Damit war das digitale Geduldsspiel komplett:
- Kommt die Mail nicht, wartet man.
- Fordert man sie erneut an, wartet man möglicherweise länger.
- Funktioniert die eigene Domain nicht, erstellt man ein neues Postfach.
- Funktioniert die Bestellung anschließend, versucht man alles wieder zurückzuändern – und wartet erneut vergeblich auf Sky.
Ein Prozess wie ein Escape Room – nur dass der Hauptgewinn am Ende ein kostenpflichtiger Vertrag ist.
Der freundliche Mitarbeiter konnte dabei nur innerhalb der vorgegebenen Abläufe helfen und kündigte an, meinen Hinweis weiterzugeben. Mein Sarkasmus richtet sich deshalb nicht gegen die Person im Chat. Er richtet sich gegen Systeme, die einfache Vorgänge so lange standardisieren, bis sie nur noch in exakt einer komplizierten Reihenfolge funktionieren.
Was Sky aus meiner Sicht besser machen könnte
Der Ablauf ließe sich kundenfreundlicher und möglicherweise ressourcenschonender gestalten:
- Noch vorhandene Sky-Geräte anhand ihrer Seriennummer prüfen und, wenn technisch sowie vertraglich möglich, erneut zuordnen.
- Den unnötigen Gegenverkehr identischer Geräte vermeiden.
- Transparent erklären, falls ein Austausch aus technischen oder rechtlichen Gründen tatsächlich erforderlich ist.
- E-Mail-Adressen unter eigenen Domains nicht pauschal zum Problem erklären.

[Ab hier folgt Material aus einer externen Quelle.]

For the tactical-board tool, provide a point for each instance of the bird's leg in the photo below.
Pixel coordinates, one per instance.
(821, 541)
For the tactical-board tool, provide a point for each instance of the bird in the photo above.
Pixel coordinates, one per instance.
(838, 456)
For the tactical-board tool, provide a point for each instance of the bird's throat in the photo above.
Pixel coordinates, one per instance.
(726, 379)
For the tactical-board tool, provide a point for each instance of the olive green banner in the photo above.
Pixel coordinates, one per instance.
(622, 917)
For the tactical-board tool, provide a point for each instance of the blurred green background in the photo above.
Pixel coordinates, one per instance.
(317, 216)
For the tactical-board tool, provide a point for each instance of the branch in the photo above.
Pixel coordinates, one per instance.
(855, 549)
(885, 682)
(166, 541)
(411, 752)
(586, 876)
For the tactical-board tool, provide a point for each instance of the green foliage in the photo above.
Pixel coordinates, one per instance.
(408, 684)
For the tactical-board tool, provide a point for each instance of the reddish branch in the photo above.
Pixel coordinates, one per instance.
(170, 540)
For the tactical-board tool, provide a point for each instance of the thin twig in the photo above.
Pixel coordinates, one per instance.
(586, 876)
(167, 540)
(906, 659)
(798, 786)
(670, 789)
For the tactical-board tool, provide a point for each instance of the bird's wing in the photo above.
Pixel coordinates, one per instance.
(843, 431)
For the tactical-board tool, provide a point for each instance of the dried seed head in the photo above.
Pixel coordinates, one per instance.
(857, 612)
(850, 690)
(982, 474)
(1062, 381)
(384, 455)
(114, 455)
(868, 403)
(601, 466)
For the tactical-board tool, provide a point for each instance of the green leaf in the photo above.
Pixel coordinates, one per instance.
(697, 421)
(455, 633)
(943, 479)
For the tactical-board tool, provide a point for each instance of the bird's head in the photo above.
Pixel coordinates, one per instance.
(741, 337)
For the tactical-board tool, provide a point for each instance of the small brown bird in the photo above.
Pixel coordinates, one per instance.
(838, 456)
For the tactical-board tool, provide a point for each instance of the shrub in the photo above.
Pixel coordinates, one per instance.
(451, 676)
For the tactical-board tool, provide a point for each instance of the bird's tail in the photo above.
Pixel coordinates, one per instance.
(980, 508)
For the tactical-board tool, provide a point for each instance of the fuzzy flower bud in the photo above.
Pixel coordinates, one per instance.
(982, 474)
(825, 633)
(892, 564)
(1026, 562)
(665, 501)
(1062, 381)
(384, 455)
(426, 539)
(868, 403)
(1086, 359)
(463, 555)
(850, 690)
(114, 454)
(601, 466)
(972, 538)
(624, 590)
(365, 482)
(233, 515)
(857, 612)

- Unzustellbare Nachrichten mit nachvollziehbaren Fehlerhinweisen behandeln, statt Kunden zu einem neuen Postfach zu schicken.
- Bereits bekannte Adressen ehemaliger Kunden über einen sicheren Bestätigungsprozess wieder freigeben, der die Bestätigungsmail auch tatsächlich zustellt.
Das wäre weniger Paketverkehr, weniger Verpackungsmaterial, weniger Aufwand für Lager und Logistik – und weniger digitaler Slapstick beim Vertragsabschluss.
Fazit: Willkommen zurück, bitte einmal alles austauschen
Ich wollte einen neuen Sky-Vertrag abschließen und hatte die notwendige Hardware bereits zu Hause. Das Ergebnis war die Aussicht auf einen doppelten Versandweg: Der vorhandene Receiver zurück, ein anderer Receiver zu mir.
Ich hatte außerdem eine funktionierende E-Mail-Adresse unter einer eigenen Domain. Die praktische Empfehlung lautete dennoch, ein Postfach bei einem bekannten Mailanbieter zu verwenden und die Adresse nach der Bestellung wieder auszutauschen. Die Registrierung mit Gmail funktionierte. Der Rückwechsel nicht: Die notwendige Sky-Bestätigungsmail an meine eigene Domain blieb erneut aus.
Die Geräte fahren spazieren. Die Kartons vermehren sich. Lager und Paketdienste bekommen Beschäftigung. Gmail sitzt dauerhaft im Kundenkonto. Und die eigene Domain wartet noch immer draußen auf eine Bestätigungsmail, die offenbar lieber selbst ein Sky-Abo abgeschlossen hat und fernsieht.
Vielleicht ist das die eigentliche Bedeutung von Sky: Der Vertrag kommt auf dem Luftweg, die Logik leider nicht.